ブラジルとの国境から四十キロ地点に広がるパラグアイ・イグアス移住地(Colonia Yguazu)で植林意欲が盛り上がりを見せている。移住地の老人会、日語校の生徒たちがそれぞれ木を植え、自分たちの「森」を作る試み。〃緑の遺産〃を残すための行動の始まりだ。
十月十二日、同地の老人クラブ「鶴寿会」(菅原祐助会長・岩手県)の会員が先陣をきって植林を行った。イグアス移住地の創始者たちだ。
この植林には日本人会の役員も参加。参加者は一人で十本以上の苗木を植え、その脇に自分の名前を書いた名札を立て、満足した表情だった。自分たちが植えた場所を『鶴寿の森』と命名し、孫や曾孫にも等しい苗木の成長を見守ることにした。
移住地で最年長の佐々木幸治さん(九十五・岩手県)は「入植四十五周年の記念と、今まで生きてきた証(あかし)として植樹をすることができて良かった」と述懐していた。
「年寄りの力は微々たるものですが、一本の苗木でも自然を取り戻すきっかけとなってくれるとうれしいですよ」。山本テルさん(八十一・宮城県)の心情だ。
翌十三日には日本語学校(堤和子校長・青森県)の上級生たちが総出で苗木を植え、『子供の森』が誕生した。
六年生の感想文には、「僕はラパーチョとマンゴの木を一人で十本植えた。二十年、三十年たったらどんなでかい木になるか楽しみだ」(関富博)、「四、五、六年生と先生が一つのバスに乗って行ったので、ギュウーギュウーだった。着いてから植え方を教わって植えた。終わってから記念写真をとった。つかれてのどもかわいたけど、すごく楽しかった」(大野友里恵)、「いっぱいのミミズがいた。でも、木を植えた。もういちどいきたい」(アキノ・ミルレン)など率直な感性が表れていた。
二十一日には日本語学校高等部の生徒たちが頑張った。
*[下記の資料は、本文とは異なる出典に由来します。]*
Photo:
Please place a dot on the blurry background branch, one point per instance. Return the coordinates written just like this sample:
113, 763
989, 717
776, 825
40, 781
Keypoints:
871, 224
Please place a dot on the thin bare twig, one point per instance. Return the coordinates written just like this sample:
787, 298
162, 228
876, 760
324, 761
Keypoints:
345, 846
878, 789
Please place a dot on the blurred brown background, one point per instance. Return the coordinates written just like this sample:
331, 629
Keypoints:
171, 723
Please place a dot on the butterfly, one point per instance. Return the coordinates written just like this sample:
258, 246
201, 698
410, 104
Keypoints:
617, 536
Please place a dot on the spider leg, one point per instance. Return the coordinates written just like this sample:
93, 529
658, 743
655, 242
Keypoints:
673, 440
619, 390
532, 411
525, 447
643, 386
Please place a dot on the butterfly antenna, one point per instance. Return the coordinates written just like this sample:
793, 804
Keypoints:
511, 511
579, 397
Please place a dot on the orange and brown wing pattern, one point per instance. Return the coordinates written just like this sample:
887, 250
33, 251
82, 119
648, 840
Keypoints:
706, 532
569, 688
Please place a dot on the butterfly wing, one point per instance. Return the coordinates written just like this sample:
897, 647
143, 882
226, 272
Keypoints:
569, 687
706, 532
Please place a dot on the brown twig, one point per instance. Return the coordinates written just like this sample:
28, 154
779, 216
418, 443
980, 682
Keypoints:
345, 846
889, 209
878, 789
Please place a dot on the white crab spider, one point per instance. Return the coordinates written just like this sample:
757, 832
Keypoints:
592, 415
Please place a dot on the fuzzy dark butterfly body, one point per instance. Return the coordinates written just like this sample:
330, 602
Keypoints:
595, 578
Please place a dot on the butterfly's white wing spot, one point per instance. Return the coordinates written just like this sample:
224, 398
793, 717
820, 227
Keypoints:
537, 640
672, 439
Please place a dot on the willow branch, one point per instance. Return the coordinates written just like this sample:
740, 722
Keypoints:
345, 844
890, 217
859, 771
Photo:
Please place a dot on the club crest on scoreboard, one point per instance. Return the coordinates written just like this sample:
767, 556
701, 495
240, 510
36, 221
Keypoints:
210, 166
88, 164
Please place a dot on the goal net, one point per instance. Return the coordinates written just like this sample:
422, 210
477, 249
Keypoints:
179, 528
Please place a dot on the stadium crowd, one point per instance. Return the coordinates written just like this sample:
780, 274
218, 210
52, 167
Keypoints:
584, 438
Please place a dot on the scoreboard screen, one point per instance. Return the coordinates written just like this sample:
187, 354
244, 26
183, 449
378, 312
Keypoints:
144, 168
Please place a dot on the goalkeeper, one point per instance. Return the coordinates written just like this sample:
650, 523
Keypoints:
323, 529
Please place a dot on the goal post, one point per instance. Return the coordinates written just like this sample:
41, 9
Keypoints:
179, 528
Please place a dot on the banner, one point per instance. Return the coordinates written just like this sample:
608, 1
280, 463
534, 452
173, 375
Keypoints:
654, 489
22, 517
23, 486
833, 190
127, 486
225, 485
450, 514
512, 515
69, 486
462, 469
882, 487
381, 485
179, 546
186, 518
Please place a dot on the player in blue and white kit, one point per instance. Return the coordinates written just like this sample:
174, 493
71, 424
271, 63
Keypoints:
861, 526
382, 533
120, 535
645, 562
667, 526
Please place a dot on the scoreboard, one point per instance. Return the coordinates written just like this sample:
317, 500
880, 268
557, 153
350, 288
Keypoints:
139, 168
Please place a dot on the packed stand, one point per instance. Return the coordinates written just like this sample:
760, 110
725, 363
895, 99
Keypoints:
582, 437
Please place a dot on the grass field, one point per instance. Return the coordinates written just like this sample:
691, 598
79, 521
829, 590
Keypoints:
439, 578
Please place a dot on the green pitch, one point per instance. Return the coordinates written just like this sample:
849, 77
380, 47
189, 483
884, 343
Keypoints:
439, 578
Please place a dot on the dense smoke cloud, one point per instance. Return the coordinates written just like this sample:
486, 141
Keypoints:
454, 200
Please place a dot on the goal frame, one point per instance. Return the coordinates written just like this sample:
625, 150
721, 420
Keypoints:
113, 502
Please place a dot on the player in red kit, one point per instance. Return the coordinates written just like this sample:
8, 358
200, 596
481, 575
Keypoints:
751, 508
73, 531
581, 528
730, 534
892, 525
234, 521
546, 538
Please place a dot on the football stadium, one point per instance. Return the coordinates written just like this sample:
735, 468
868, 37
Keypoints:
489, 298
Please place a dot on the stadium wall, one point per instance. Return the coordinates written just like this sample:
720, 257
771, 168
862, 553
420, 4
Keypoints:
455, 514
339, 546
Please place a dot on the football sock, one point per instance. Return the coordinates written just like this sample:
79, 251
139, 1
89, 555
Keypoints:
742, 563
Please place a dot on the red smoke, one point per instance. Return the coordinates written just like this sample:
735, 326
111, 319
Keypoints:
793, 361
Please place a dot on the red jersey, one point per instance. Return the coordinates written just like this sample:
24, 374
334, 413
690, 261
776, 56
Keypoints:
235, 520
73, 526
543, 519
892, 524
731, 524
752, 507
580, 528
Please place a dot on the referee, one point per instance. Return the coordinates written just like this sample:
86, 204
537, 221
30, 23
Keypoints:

自分たちの環境意識を保つために『青年の森』と名づけた。
この季節に植えられた樹種は合わせて二十二種類だった。小学生の感想文にもあるように、やがて種子を運ぶ鳥類を森に招くため数種類の果樹も植えられた。
イグアス移住地にこのような植林意識を導いたのは九月下旬に同地を訪問したブラジルからの「移民のふるさと巡り」一行だ。一行八十四名は交流会に先だって、日本人会が用意した土地に植林を済ませた(本紙・九月二十八日報道)のだ。これが『交流の森』となった。
「大豆の里」としても国内外に広く知られているイグアス移住地では十月中旬を過ぎて大豆栽培の季節が到来しているため、今年の植林の季節は終わろうとしている。が、移住地の文化の顔の一つである和太鼓の製作者と演奏者が『太鼓の森』植林を計画している。
パラグアイで初めて日本経団連自然保護基金(本部・東京)の助成を得たイグアス日本人会(福井一朗会長)。わずか半年の間に五つの森を誕生させたことは大きな成果、と言えよう。